Part One: N.T. Wright
The point about Pentecost is that it’s the point at which two worlds collide, and look like they are now going to be together for keeps. The two worlds are of course Heaven and Earth; and in the first century as in the twenty-first many people supposed that these two worlds were supposed to stay firmly and safely apart. We live on earth; God lives in heaven; we hope there may be some commerce between the two, and indeed we have special places and times when we allow for this, like the meeting between teacher and parent at the school gate, a kind of no-man’s-land which is neither quite family nor quite school and which thus avoids the embarrassment. In ancient Israel the place of that commerce was of course the Temple, the spot on terra firma where Heaven actually overlapped with Earth; and the Temple thus functioned to the rest of Israel rather like the fireplace functions in a living room, the place where that which is normally dangerous can be safely located and dealt with. But if you think of the Temple as the fireplace, providing warmth and light to the room while being in a safe spot, then the imagery of Pentecost stands out in all its starkness: here are the tongues of fire, touching down not on the Temple, or the priests about their normal activities, but on the disciples in the upper room! The fire has leapt out of the fireplace and seems to be setting light to the rest of the house! And as the book of Acts proceeds that is indeed exactly the point. Pentecost is nothing if not the democratization of the Temple; which is why the first big clash between the followers of Jesus and the Jewish authorities, resulting in the first martyrdom, focusses on the question of the Temple and on the claim that in Jesus it has been upstaged, relativized, left behind. And it is also why the challenge of holiness, of truth-telling and communal love, is so stark, as we see in chapter 5 with Ananias and Sapphira: once the fire gets out of the fireplace you’d better watch out.

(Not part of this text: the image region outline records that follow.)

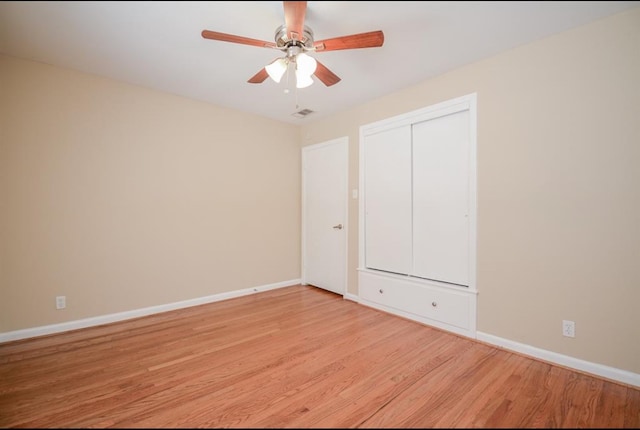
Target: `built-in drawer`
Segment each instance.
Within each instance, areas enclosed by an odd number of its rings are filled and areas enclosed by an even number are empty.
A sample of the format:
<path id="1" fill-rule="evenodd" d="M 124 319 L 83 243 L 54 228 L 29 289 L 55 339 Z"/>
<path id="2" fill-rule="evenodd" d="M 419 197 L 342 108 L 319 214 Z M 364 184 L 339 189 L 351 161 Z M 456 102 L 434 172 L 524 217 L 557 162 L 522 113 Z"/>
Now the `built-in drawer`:
<path id="1" fill-rule="evenodd" d="M 408 317 L 416 316 L 420 321 L 426 318 L 439 327 L 453 326 L 465 332 L 475 331 L 476 300 L 472 293 L 453 288 L 449 290 L 414 278 L 402 279 L 385 273 L 360 271 L 359 296 L 365 302 L 381 305 L 390 312 L 400 311 L 410 314 L 405 315 Z"/>

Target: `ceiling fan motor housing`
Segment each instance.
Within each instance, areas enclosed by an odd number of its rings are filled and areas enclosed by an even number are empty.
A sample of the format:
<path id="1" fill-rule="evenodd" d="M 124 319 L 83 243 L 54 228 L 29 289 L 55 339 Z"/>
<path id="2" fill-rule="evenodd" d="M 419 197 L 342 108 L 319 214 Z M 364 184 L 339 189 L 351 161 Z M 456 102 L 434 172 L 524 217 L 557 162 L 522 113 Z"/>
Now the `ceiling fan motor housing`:
<path id="1" fill-rule="evenodd" d="M 276 46 L 280 49 L 286 49 L 291 46 L 300 46 L 302 48 L 305 48 L 305 50 L 312 49 L 313 48 L 313 31 L 305 25 L 302 37 L 300 39 L 295 39 L 295 38 L 289 39 L 287 37 L 286 25 L 281 25 L 276 30 L 275 41 L 276 41 Z"/>

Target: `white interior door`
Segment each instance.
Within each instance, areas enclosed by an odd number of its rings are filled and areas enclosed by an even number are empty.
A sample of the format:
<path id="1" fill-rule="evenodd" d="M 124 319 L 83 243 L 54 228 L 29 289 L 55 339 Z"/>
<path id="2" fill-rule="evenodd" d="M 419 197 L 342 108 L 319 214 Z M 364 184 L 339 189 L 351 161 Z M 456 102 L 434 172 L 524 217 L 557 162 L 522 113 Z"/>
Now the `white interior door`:
<path id="1" fill-rule="evenodd" d="M 346 293 L 346 137 L 302 149 L 302 282 Z"/>
<path id="2" fill-rule="evenodd" d="M 365 264 L 411 271 L 411 126 L 367 136 L 364 148 Z"/>
<path id="3" fill-rule="evenodd" d="M 469 285 L 469 111 L 413 125 L 413 273 Z"/>

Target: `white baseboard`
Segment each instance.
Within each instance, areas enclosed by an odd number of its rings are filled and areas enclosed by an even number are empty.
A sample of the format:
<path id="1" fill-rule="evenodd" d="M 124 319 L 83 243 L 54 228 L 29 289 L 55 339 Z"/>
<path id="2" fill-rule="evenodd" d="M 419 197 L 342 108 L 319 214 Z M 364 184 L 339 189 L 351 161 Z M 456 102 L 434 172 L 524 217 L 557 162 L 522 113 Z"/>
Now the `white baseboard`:
<path id="1" fill-rule="evenodd" d="M 356 294 L 345 293 L 344 298 L 347 300 L 351 300 L 352 302 L 360 303 L 360 297 L 358 297 Z"/>
<path id="2" fill-rule="evenodd" d="M 567 355 L 558 354 L 556 352 L 547 351 L 523 343 L 514 342 L 509 339 L 503 339 L 501 337 L 487 333 L 477 332 L 476 334 L 478 340 L 489 343 L 491 345 L 503 347 L 511 351 L 539 358 L 541 360 L 558 364 L 560 366 L 580 370 L 592 375 L 601 376 L 613 381 L 640 387 L 640 374 L 637 373 L 628 372 L 626 370 L 617 369 L 615 367 L 604 366 L 602 364 L 592 363 L 590 361 L 580 360 L 579 358 L 569 357 Z"/>
<path id="3" fill-rule="evenodd" d="M 166 305 L 151 306 L 148 308 L 134 309 L 132 311 L 119 312 L 116 314 L 101 315 L 97 317 L 85 318 L 81 320 L 68 321 L 60 324 L 51 324 L 41 327 L 28 328 L 23 330 L 15 330 L 6 333 L 0 333 L 0 343 L 12 340 L 26 339 L 36 336 L 44 336 L 47 334 L 60 333 L 69 330 L 77 330 L 98 326 L 102 324 L 123 321 L 131 318 L 138 318 L 147 315 L 157 314 L 161 312 L 172 311 L 176 309 L 188 308 L 190 306 L 204 305 L 206 303 L 219 302 L 221 300 L 232 299 L 235 297 L 255 294 L 262 291 L 273 290 L 276 288 L 289 287 L 300 283 L 300 279 L 292 279 L 290 281 L 277 282 L 274 284 L 261 285 L 258 287 L 245 288 L 243 290 L 229 291 L 226 293 L 213 294 L 211 296 L 199 297 L 197 299 L 183 300 L 180 302 L 167 303 Z"/>

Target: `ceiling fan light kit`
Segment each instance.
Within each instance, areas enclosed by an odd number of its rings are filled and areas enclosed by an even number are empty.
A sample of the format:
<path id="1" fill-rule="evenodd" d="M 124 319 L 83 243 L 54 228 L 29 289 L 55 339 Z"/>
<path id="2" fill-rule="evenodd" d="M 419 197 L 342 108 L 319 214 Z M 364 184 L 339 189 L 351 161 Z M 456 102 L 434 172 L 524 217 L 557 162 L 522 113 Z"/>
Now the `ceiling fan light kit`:
<path id="1" fill-rule="evenodd" d="M 210 30 L 203 30 L 202 37 L 283 51 L 285 53 L 284 57 L 273 60 L 247 82 L 259 84 L 264 82 L 267 77 L 270 77 L 274 82 L 280 83 L 282 76 L 289 69 L 289 64 L 294 64 L 296 88 L 306 88 L 313 84 L 312 75 L 315 75 L 327 87 L 340 82 L 340 78 L 335 73 L 308 55 L 307 52 L 375 48 L 382 46 L 384 43 L 384 34 L 380 30 L 316 42 L 313 39 L 313 31 L 304 25 L 307 2 L 284 1 L 283 5 L 285 24 L 276 30 L 275 43 Z"/>

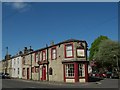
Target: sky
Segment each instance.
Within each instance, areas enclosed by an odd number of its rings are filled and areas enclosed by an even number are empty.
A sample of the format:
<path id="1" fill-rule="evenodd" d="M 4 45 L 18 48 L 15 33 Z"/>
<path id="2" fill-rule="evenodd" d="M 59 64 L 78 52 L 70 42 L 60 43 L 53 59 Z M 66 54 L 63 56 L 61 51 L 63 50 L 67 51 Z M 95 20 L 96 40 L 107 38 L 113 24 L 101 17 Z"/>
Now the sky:
<path id="1" fill-rule="evenodd" d="M 88 48 L 100 35 L 118 40 L 116 2 L 16 2 L 2 3 L 2 58 L 6 47 L 12 56 L 51 41 L 85 40 Z"/>

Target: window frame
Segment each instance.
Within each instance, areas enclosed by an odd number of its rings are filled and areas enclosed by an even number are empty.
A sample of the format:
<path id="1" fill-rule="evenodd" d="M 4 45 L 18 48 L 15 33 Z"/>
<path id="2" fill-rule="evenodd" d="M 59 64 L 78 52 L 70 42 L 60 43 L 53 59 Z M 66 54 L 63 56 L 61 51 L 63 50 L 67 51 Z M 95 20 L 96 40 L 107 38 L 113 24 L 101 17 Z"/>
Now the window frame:
<path id="1" fill-rule="evenodd" d="M 32 73 L 34 73 L 35 72 L 35 68 L 34 67 L 32 67 Z"/>
<path id="2" fill-rule="evenodd" d="M 82 55 L 81 55 L 81 56 L 78 55 L 78 50 L 84 50 L 84 51 L 83 51 L 84 55 L 83 55 L 83 56 L 82 56 Z M 78 58 L 80 58 L 80 57 L 85 57 L 85 49 L 84 49 L 84 48 L 77 48 L 77 49 L 76 49 L 76 55 L 77 55 Z"/>
<path id="3" fill-rule="evenodd" d="M 80 65 L 83 65 L 82 66 L 82 69 L 80 70 Z M 84 68 L 83 68 L 84 67 Z M 84 72 L 83 72 L 84 71 Z M 80 73 L 81 72 L 81 73 Z M 81 75 L 82 74 L 82 75 Z M 85 77 L 85 64 L 81 63 L 81 64 L 78 64 L 78 76 L 79 77 Z"/>
<path id="4" fill-rule="evenodd" d="M 66 50 L 67 46 L 71 46 L 72 47 L 72 56 L 67 56 L 67 50 Z M 73 58 L 74 57 L 73 43 L 64 44 L 64 54 L 65 54 L 65 58 Z"/>
<path id="5" fill-rule="evenodd" d="M 40 55 L 39 52 L 35 52 L 35 63 L 39 61 Z M 37 57 L 36 57 L 37 56 Z M 38 59 L 38 60 L 37 60 Z"/>
<path id="6" fill-rule="evenodd" d="M 53 50 L 55 50 L 55 53 L 53 53 Z M 55 58 L 53 58 L 53 54 L 55 54 Z M 57 48 L 52 47 L 51 48 L 51 60 L 55 60 L 55 59 L 57 59 Z"/>
<path id="7" fill-rule="evenodd" d="M 22 76 L 25 77 L 25 68 L 23 68 Z"/>
<path id="8" fill-rule="evenodd" d="M 45 59 L 43 58 L 44 56 L 43 56 L 43 54 L 45 54 Z M 44 60 L 43 60 L 44 59 Z M 46 50 L 43 50 L 42 51 L 42 61 L 45 61 L 46 60 Z"/>
<path id="9" fill-rule="evenodd" d="M 72 65 L 72 67 L 70 65 Z M 75 77 L 74 64 L 65 64 L 65 77 L 68 77 L 68 78 Z"/>

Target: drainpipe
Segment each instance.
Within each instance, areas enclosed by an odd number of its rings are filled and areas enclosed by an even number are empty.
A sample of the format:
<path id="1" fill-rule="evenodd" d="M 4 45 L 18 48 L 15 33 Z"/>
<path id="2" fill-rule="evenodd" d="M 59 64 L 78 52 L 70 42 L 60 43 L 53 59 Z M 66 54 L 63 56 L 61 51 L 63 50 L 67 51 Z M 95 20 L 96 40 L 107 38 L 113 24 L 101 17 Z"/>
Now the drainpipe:
<path id="1" fill-rule="evenodd" d="M 31 53 L 31 46 L 30 46 L 30 55 L 31 55 L 31 80 L 32 80 L 32 53 Z"/>
<path id="2" fill-rule="evenodd" d="M 38 53 L 38 62 L 40 61 L 40 52 Z M 38 63 L 39 64 L 39 63 Z M 39 71 L 38 71 L 38 81 L 40 80 L 40 64 L 39 64 Z"/>
<path id="3" fill-rule="evenodd" d="M 47 48 L 47 62 L 48 62 L 48 58 L 49 58 L 49 55 L 48 55 L 48 45 L 46 44 L 46 48 Z M 47 63 L 47 81 L 49 81 L 49 63 Z"/>

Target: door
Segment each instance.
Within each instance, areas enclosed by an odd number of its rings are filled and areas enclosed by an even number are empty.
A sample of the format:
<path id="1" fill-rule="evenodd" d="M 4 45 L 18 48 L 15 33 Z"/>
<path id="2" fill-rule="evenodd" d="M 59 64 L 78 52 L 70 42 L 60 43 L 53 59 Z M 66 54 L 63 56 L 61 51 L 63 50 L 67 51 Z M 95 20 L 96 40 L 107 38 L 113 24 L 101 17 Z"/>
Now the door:
<path id="1" fill-rule="evenodd" d="M 29 68 L 27 68 L 27 79 L 29 79 Z"/>
<path id="2" fill-rule="evenodd" d="M 42 80 L 46 80 L 46 67 L 42 67 Z"/>

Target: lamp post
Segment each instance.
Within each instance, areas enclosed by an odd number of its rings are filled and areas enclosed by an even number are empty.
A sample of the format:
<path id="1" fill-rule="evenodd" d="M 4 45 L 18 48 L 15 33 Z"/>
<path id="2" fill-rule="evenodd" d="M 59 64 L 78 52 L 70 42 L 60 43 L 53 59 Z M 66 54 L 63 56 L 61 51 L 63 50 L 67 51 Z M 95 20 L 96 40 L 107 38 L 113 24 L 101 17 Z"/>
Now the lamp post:
<path id="1" fill-rule="evenodd" d="M 31 50 L 31 46 L 30 46 L 30 55 L 31 55 L 31 80 L 32 80 L 32 50 Z"/>
<path id="2" fill-rule="evenodd" d="M 119 71 L 119 60 L 118 60 L 118 56 L 117 55 L 114 55 L 114 57 L 116 57 L 116 65 L 117 65 L 117 70 Z"/>

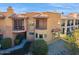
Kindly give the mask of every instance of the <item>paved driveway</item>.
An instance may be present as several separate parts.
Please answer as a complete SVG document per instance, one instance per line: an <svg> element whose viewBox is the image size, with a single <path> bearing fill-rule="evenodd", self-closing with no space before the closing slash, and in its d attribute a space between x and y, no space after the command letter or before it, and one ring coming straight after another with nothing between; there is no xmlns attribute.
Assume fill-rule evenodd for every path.
<svg viewBox="0 0 79 59"><path fill-rule="evenodd" d="M48 46L48 55L67 55L69 54L68 49L64 46L63 40L57 40L56 42Z"/></svg>

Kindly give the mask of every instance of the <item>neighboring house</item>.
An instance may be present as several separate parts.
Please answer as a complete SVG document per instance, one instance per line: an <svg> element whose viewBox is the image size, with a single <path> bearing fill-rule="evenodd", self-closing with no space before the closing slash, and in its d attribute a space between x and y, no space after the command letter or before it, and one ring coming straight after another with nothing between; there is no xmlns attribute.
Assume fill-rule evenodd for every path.
<svg viewBox="0 0 79 59"><path fill-rule="evenodd" d="M44 39L52 42L61 29L61 14L57 12L31 12L16 14L12 7L0 12L0 38L17 35L28 40ZM12 43L12 44L13 44Z"/></svg>
<svg viewBox="0 0 79 59"><path fill-rule="evenodd" d="M79 28L79 15L77 13L70 13L67 16L64 15L61 16L62 35L70 35L74 29L78 28Z"/></svg>

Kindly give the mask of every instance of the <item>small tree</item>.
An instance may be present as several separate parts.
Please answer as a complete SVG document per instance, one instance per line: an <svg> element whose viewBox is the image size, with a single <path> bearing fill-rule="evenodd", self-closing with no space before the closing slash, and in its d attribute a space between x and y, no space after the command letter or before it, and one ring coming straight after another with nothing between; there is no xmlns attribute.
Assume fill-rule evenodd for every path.
<svg viewBox="0 0 79 59"><path fill-rule="evenodd" d="M31 45L31 52L34 55L46 55L48 53L47 43L42 39L35 40Z"/></svg>
<svg viewBox="0 0 79 59"><path fill-rule="evenodd" d="M76 44L75 31L73 31L71 35L66 36L66 40L66 47L70 49L71 54L77 54L78 45Z"/></svg>

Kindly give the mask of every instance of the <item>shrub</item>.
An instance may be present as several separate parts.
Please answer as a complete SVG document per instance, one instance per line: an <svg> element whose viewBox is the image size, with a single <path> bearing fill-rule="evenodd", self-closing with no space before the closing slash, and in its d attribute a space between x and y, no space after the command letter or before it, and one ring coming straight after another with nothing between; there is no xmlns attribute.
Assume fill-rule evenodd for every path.
<svg viewBox="0 0 79 59"><path fill-rule="evenodd" d="M20 44L21 40L22 40L22 37L20 35L17 35L15 40L14 40L15 45Z"/></svg>
<svg viewBox="0 0 79 59"><path fill-rule="evenodd" d="M48 53L47 43L42 39L35 40L31 45L31 52L34 55L46 55Z"/></svg>
<svg viewBox="0 0 79 59"><path fill-rule="evenodd" d="M20 39L15 39L15 40L14 40L14 44L15 44L15 45L20 44Z"/></svg>
<svg viewBox="0 0 79 59"><path fill-rule="evenodd" d="M12 46L11 38L5 38L5 39L1 40L2 49L10 48L11 46Z"/></svg>

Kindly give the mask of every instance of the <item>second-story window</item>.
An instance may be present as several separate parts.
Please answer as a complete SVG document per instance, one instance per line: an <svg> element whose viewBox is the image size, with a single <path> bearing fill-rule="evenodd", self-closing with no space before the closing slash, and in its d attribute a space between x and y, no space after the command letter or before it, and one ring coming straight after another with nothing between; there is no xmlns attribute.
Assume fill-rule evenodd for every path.
<svg viewBox="0 0 79 59"><path fill-rule="evenodd" d="M14 19L14 30L24 30L24 19Z"/></svg>
<svg viewBox="0 0 79 59"><path fill-rule="evenodd" d="M47 19L36 19L36 29L47 29Z"/></svg>

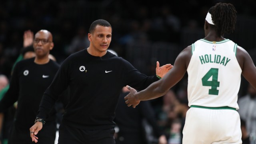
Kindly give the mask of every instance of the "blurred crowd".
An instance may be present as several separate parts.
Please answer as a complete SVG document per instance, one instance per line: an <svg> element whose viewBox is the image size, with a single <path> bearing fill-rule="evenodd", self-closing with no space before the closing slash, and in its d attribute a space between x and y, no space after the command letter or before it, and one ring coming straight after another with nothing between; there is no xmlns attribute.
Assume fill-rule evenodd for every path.
<svg viewBox="0 0 256 144"><path fill-rule="evenodd" d="M154 74L156 61L160 61L160 65L173 64L179 52L204 38L207 10L219 2L232 3L238 12L236 30L225 37L248 50L256 63L254 0L8 0L0 5L0 74L10 78L13 65L23 49L26 30L51 31L54 49L50 53L61 64L70 54L89 46L89 24L100 18L107 20L113 28L110 48L142 72ZM6 86L8 81L4 80ZM251 103L240 112L244 115L241 117L245 119L247 128L254 128L252 125L256 126L256 113L246 108L256 106L256 92L249 91L244 81L242 80L239 97L247 95ZM181 143L182 128L189 108L187 82L185 77L166 95L150 101L157 124L165 132L169 144ZM246 135L256 139L256 127L248 130Z"/></svg>

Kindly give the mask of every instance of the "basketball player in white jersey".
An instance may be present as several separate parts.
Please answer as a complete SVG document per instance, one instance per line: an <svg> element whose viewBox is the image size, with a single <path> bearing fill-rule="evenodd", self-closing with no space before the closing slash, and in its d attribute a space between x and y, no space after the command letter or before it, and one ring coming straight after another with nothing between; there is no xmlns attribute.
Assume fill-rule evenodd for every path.
<svg viewBox="0 0 256 144"><path fill-rule="evenodd" d="M233 32L236 11L230 4L211 8L204 23L205 37L185 48L173 68L162 79L124 99L135 108L140 100L164 95L188 74L188 106L183 144L242 144L240 116L236 111L241 74L256 88L256 68L248 53L223 37Z"/></svg>

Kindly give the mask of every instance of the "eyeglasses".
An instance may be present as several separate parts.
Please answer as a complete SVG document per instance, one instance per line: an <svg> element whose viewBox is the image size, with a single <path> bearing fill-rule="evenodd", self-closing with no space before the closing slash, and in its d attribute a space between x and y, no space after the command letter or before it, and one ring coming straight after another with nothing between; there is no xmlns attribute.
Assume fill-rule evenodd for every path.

So the point of Pentecost is intimately linked to the point of the Ascension, ten days earlier. In Jesus the two worlds have met, without embarrassment and awkwardness – though we in our split-level western cosmology regularly feel that awkwardness and embarrassment at the story of the Ascension, and at the stained-glass pictures of Jesus disappearing into a cloud with his feet and ankles still just visible above the puzzled disciples. No: the whole point of heaven and earth in Jewish thought is that they are meant to meet and merge. And the point of the gospel story as Luke has told it in his first volume is that Jesus had come to bring the life of heaven and earth together. That is the meaning of the ‘kingdom of God’. Thy kingdom come, he taught us to pray, on earth as in heaven. The disciples, we may presume, had been praying that prayer, among others, in the fifty days since Easter. And now the prayer is answered: like so many answered prayers, answered not in the way they might have imagined but in the much greater way which takes up their prayers and welds them into a new reality, the reality God intended all along and towards which their prayers were advance signposts.